The therapeutic combination in cancer treatment depends on the sequence of combined-therapeutic strategies.26 Our data suggest that the synergy between anti-CTLA-4 and Doxil occurs only when we inject anti-CTLA-4 prior to Doxil. Our previous experiment on assessing the efficiency of combining therapy using oxaliplatin and anti-PD-L1 also showed the importance of checkpoint blocker administration when combining it with chemotherapy, with a better response when anti-PD-L1 was injected before oxaliplatin.22 There is only one study that assessed the effect of timing in combining therapies using anti-CTLA-4 with GM-CSF-secreting vaccine (GVAX). In contrast to our results, they showed a beneficial effect of combination therapy when anti-CTLA-4 was injected after GVAX.27 We used a chemotherapeutic agent which has a different mechanism of action from GVAX. As our results demonstrated when we used anti-CTLA-4 before Doxil in a combination treatment, there was a marked increase in TCD8+/Treg ratio in the TIL population, which resembled the mechanism of action of anti-CTLA-4. Recent evidence showed that blockade of the CTLA-4 with an antibody will result in depletion of tumor-infiltrating Tregs.28 The depletion of Tregs only occurred if we administered anti-CTLA-4 prior to the Doxil treatment in the combination regimen and was enhanced when the combination was based on encapsulated anti-CTLA-4 plus Doxil. These findings are very important clinically as many patients will receive chemotherapy prior to the administration of immunotherapy. Our study suggests that further consideration should be given to the order of treatment in patients to maximize overall success and obtain synergy.

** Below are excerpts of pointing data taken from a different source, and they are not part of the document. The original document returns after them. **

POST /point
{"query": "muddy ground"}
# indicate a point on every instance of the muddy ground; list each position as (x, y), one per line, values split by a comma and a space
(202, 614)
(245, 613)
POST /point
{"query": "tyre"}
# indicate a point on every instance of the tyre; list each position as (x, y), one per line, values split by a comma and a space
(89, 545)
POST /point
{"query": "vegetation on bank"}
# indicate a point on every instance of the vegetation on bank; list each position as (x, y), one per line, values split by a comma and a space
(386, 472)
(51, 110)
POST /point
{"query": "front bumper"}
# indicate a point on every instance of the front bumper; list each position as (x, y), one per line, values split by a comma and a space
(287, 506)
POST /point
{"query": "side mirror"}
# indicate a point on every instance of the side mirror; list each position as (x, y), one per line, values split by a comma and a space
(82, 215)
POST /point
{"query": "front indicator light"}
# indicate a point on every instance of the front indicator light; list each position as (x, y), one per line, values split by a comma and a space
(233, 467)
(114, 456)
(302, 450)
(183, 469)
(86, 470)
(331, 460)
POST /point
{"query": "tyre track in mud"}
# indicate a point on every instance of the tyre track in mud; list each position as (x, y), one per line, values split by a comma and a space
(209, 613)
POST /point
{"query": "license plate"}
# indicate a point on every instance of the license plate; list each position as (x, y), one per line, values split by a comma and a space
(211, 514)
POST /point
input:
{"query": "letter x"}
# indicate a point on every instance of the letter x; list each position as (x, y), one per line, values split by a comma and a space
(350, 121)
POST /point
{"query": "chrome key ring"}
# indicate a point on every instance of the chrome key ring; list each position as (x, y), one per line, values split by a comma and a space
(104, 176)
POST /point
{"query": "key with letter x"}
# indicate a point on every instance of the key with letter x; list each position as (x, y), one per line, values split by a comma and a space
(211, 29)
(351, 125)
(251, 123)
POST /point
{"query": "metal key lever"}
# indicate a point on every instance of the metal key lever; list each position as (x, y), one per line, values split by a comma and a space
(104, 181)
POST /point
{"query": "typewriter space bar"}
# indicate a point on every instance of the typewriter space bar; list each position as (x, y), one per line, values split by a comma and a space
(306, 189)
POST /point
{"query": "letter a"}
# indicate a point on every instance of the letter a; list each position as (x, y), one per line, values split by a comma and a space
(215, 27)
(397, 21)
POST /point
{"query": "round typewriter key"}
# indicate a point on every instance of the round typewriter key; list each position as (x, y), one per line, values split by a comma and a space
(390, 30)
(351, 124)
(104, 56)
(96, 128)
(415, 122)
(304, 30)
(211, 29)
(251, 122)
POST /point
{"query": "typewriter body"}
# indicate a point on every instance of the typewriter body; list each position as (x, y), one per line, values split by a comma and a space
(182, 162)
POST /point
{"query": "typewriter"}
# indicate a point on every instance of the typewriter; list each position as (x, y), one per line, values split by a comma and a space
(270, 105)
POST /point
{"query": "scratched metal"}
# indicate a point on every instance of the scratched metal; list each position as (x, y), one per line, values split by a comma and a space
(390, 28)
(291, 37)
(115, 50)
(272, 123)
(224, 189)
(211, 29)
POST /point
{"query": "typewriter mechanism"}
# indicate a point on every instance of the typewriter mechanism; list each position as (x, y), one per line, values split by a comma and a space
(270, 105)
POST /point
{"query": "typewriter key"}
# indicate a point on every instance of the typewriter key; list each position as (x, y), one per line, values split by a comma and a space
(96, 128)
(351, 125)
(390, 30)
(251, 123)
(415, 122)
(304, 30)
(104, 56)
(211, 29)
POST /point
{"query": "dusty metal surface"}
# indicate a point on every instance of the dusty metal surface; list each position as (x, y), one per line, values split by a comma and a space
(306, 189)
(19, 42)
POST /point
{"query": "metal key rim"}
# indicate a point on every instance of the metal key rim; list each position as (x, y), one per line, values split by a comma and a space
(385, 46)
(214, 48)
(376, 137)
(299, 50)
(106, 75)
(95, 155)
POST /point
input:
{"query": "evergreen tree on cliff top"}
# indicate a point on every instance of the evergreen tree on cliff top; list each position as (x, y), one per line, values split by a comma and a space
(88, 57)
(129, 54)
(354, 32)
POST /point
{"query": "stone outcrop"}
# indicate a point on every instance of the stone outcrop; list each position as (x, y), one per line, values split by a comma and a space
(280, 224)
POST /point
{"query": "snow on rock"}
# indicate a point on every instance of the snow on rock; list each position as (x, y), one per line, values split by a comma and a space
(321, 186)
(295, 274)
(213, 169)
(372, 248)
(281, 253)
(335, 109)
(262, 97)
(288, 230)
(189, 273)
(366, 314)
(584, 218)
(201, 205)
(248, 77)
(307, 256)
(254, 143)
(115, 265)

In the current study, we showed that encapsulating the anti-CTLA-4 antibody in PEGylated liposomes leads to a better response either in monotherapy or combination therapy in a B16 mouse model of melanoma. Furthermore, administration of the anti-CTLA-4 before Doxil in combination therapy showed a better overall response and a more favorable immune cell shift in the tumor microenvironment by a significant increase in the T CD8+/T reg ratio in our tumor model. Our data support the idea of encapsulating anti-CTLA-4 and other checkpoint blockers in nanoparticles to increase their potential in tumor accumulation and treatment of cancer. However, further studies are essential for assessing possible side effects. Furthermore, once again, we clarify the beneficial effect of the combination therapy of checkpoint blockers with conventional chemotherapies.
This work was funded by Mashhad University of Medical Sciences (930574) and Shahid Beheshti University of Medical Sciences (16935).
The authors declare no conflicts of interests in this work.